Director Moana Sina Ete creates an engaging series of time capsules for each chapter of poems, laying out the ground rules for our online journey with a satisfying efficiency that makes the viewer feel clever and curious. I’m seriously impressed at the way the digital medium and visual storytelling brings life and depth to narrative poetry. I want to see more stagings like this, and to see more spoken word artists venture further than a solitary microphone. It’s such fun to watch a writer and crafter of sound explore and play with all their new props and visual possibilities in real time.
Isha Ramitha Bhatnagar-Stewart, who is in charge of props and staging as well as owning a great voiceover moment – does some clever arranging in each timeline’s little diorama. There’s good finesse in deploying video and soundscapes here, too, especially in the first timeline ‘chapter’ that we explore, which has to rapidly create a bustling cityscape. A small change in background sound or a stroll over to a new prop is a great way to signal a ‘page turn’ and turn a book format into something watchable that doesn’t drag.
Performance poetry stands or falls on its cadence and the timing of its punches, so let’s explore where this show finds its feet. Miss Leading deploys volleys of rap-style assonance and likes to add a smattering of verbal gamesmanship. They use copious sonic symbols – ‘a’ vowels denote energetic expansiveness, sibilants signal uncertainty. These little vocal hooks help to connect each of the timeline narratives, calling back to familiar contrasts of emotion – certainty versus adventure, compromised identity versus naked bravery. The device works really nicely, indicating this is the same central character playing out each fantasy.

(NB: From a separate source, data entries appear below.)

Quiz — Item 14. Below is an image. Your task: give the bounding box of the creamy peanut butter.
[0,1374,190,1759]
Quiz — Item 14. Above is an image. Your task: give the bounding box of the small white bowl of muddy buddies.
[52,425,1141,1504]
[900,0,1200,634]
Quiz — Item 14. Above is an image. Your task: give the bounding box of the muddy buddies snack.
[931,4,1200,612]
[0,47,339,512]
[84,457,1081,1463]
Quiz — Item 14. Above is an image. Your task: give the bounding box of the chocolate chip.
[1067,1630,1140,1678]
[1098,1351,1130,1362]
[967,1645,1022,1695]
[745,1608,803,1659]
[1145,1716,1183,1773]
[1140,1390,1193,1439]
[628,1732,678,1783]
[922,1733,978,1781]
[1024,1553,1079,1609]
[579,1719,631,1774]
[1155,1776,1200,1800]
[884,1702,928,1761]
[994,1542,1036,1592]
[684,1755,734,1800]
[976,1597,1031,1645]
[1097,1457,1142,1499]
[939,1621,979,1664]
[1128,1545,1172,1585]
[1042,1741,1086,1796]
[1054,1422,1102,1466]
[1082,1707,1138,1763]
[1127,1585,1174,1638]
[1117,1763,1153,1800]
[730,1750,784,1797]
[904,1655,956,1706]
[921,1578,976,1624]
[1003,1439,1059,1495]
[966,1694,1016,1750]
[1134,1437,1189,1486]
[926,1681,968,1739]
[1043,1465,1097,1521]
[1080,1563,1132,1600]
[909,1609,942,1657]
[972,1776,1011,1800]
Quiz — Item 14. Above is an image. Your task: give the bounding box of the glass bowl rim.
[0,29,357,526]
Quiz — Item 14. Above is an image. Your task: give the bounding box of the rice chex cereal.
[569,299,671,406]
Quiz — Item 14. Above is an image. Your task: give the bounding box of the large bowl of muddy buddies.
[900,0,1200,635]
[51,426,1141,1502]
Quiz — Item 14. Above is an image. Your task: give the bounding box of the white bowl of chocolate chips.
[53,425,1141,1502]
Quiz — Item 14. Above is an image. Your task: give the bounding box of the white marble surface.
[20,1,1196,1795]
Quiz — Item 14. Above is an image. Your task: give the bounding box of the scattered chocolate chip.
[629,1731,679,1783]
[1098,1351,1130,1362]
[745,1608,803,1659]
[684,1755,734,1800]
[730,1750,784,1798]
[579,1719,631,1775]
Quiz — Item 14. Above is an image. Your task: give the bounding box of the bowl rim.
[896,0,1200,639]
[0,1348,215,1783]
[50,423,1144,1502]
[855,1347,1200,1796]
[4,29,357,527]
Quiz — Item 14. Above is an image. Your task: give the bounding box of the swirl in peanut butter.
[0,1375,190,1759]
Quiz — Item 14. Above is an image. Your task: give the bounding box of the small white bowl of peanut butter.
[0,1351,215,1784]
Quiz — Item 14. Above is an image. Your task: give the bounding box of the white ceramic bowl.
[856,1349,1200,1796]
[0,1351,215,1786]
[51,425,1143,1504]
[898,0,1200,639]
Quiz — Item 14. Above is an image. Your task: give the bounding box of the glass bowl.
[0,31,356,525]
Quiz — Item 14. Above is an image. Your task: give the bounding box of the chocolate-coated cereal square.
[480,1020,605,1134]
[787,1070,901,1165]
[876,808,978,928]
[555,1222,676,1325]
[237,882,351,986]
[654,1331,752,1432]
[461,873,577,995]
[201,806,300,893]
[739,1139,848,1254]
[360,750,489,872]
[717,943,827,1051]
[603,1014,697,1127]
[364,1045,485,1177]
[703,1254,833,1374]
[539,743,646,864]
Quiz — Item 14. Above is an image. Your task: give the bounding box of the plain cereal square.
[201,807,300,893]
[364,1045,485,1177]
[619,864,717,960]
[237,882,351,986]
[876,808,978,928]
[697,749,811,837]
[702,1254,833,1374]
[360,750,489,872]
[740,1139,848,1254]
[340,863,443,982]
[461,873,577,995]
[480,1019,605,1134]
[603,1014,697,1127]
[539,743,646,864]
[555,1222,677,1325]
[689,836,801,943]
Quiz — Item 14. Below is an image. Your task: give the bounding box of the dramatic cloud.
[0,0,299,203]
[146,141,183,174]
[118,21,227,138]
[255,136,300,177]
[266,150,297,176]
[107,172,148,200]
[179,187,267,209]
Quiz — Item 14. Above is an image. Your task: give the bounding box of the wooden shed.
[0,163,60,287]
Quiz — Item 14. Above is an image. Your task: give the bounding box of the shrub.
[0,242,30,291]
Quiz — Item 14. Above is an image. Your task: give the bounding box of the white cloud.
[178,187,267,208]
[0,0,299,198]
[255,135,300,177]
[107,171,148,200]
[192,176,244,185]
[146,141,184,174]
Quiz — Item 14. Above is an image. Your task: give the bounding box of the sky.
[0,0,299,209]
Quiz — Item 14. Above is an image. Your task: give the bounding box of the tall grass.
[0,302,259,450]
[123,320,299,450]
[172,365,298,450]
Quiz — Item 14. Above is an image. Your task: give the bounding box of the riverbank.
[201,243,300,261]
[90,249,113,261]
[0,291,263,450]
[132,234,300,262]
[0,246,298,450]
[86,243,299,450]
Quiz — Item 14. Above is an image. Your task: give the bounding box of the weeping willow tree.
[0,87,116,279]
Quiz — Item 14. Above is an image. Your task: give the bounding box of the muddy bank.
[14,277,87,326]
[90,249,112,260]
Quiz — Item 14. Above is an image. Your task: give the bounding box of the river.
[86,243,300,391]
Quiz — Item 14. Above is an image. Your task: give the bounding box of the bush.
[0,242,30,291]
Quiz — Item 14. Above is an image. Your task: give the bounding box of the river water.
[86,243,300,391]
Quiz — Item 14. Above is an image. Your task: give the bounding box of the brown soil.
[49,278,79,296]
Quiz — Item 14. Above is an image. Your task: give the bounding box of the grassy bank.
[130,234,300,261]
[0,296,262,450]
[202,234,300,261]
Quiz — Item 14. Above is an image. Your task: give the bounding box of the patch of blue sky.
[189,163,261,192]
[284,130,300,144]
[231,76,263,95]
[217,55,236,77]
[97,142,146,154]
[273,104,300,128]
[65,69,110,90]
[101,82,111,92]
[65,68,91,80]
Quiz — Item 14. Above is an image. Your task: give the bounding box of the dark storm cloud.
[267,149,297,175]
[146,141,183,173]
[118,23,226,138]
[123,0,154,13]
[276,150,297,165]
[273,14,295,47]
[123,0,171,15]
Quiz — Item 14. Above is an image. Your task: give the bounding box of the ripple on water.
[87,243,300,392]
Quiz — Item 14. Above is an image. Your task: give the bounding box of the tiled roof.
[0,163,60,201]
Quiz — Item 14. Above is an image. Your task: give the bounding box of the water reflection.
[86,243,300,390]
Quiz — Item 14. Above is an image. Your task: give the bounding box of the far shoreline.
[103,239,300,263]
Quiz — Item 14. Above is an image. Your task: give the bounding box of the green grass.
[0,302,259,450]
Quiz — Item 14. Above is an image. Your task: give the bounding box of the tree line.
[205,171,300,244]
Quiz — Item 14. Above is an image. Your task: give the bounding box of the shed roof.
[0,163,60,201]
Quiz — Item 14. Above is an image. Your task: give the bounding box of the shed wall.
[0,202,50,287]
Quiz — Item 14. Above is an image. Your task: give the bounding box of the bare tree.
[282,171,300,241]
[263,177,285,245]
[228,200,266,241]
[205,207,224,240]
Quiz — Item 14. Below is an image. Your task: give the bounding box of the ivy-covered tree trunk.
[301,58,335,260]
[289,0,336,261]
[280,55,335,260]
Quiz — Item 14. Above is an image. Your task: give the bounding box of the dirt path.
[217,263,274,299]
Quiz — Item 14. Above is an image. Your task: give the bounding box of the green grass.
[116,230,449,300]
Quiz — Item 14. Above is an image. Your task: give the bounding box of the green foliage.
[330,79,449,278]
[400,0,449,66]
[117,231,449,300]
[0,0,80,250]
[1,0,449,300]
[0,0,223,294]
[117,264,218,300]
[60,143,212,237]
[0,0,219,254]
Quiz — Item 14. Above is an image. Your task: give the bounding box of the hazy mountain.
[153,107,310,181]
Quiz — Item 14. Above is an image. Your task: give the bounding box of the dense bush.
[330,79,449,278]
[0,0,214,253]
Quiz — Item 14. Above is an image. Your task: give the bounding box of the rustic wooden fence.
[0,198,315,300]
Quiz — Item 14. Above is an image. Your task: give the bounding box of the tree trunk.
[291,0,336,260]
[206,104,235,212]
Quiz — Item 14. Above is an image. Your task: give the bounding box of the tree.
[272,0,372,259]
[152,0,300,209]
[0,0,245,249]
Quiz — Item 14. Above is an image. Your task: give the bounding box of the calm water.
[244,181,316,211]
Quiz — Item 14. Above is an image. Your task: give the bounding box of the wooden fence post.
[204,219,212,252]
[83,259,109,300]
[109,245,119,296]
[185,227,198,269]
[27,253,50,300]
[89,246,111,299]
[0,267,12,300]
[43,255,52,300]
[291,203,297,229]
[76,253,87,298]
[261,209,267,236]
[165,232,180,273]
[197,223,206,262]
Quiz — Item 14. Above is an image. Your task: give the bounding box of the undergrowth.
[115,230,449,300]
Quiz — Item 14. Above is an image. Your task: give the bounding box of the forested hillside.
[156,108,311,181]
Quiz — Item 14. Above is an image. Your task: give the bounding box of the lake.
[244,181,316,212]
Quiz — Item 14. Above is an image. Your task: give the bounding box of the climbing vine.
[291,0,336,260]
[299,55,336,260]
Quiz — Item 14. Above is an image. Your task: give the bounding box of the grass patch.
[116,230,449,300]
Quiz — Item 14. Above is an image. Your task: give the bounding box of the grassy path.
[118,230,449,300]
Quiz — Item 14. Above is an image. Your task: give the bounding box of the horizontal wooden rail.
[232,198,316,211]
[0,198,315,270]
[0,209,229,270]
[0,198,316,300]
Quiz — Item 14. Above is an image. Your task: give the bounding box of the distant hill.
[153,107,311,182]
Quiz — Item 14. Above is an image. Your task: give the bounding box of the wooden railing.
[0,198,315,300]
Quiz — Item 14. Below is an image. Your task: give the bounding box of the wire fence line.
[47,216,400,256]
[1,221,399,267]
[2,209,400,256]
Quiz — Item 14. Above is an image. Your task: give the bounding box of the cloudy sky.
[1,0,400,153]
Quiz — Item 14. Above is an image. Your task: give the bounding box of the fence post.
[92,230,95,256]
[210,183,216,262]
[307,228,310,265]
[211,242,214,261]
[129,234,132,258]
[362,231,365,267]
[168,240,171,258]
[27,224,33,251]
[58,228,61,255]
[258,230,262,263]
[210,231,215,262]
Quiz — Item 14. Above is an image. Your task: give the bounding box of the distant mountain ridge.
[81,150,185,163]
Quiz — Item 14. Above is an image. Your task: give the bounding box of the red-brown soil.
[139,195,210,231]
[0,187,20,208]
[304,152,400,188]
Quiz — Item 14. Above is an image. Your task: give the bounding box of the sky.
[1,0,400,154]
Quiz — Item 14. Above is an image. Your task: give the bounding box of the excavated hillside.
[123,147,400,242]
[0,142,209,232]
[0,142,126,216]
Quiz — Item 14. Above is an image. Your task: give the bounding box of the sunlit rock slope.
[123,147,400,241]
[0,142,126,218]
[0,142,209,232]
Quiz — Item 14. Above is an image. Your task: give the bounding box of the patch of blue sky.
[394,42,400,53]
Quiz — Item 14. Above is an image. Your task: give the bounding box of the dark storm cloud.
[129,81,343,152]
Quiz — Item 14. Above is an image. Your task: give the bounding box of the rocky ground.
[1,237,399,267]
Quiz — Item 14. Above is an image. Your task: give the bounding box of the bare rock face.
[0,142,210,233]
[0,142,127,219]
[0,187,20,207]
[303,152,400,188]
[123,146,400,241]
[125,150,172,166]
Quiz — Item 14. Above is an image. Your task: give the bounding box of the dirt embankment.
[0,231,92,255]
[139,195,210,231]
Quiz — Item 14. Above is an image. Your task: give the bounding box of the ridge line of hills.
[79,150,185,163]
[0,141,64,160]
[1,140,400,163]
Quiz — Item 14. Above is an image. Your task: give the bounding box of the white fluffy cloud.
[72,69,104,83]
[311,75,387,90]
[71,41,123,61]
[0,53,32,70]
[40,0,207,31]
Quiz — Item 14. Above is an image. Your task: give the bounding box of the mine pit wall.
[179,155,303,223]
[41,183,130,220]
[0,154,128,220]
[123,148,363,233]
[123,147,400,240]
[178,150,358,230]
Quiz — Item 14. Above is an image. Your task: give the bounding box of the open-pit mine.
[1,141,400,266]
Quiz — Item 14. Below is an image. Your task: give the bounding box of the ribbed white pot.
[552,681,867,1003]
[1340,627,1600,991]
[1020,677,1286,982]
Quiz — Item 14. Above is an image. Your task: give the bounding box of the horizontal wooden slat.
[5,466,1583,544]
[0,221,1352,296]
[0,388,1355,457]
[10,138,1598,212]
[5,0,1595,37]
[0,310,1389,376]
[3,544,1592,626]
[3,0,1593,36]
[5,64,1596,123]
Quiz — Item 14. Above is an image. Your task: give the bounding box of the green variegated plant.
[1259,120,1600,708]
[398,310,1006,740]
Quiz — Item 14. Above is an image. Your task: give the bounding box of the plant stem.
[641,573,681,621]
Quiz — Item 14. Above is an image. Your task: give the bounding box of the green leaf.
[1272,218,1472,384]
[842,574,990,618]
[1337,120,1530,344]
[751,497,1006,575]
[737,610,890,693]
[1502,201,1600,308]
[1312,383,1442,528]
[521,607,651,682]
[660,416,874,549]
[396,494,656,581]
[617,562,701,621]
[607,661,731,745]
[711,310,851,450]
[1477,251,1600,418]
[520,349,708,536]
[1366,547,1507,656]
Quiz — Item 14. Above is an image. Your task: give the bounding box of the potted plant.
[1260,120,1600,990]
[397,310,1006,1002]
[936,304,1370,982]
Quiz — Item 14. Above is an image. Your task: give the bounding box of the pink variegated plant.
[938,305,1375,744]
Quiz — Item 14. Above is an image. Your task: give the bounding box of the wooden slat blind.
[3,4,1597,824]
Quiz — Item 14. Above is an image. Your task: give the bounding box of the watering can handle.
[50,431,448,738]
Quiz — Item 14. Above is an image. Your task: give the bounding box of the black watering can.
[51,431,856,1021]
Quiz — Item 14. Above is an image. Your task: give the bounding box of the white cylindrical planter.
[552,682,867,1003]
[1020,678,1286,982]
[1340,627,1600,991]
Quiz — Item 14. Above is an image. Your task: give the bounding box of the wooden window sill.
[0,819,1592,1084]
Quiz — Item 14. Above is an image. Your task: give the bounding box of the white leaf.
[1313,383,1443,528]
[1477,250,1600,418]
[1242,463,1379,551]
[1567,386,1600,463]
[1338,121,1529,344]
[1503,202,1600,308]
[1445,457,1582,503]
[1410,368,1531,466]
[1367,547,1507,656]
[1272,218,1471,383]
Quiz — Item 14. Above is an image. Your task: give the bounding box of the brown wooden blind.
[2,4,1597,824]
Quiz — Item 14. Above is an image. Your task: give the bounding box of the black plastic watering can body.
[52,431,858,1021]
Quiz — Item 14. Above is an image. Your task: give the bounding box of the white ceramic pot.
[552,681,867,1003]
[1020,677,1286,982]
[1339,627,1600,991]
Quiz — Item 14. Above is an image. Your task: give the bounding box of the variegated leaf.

The narrator connects best in a more open style, where they give themselves room to play with pacing. It’s hard to replicate the live-fire exercise of spoken word in a room with an audience right there, and the first timeline chapter is an exercise in reaching out past the digital divide. We get to a good place, though, hitting a satisfying note in the final timeline chapter, which finishes on two of the most genuinely fun versions of the classic list poem I’ve heard in a while. In the final coda, Miss Leading finally escapes their lounge-room set-piece… hopefully for good this time. It’s a lovely little jewel box of a piece and well worth the watch.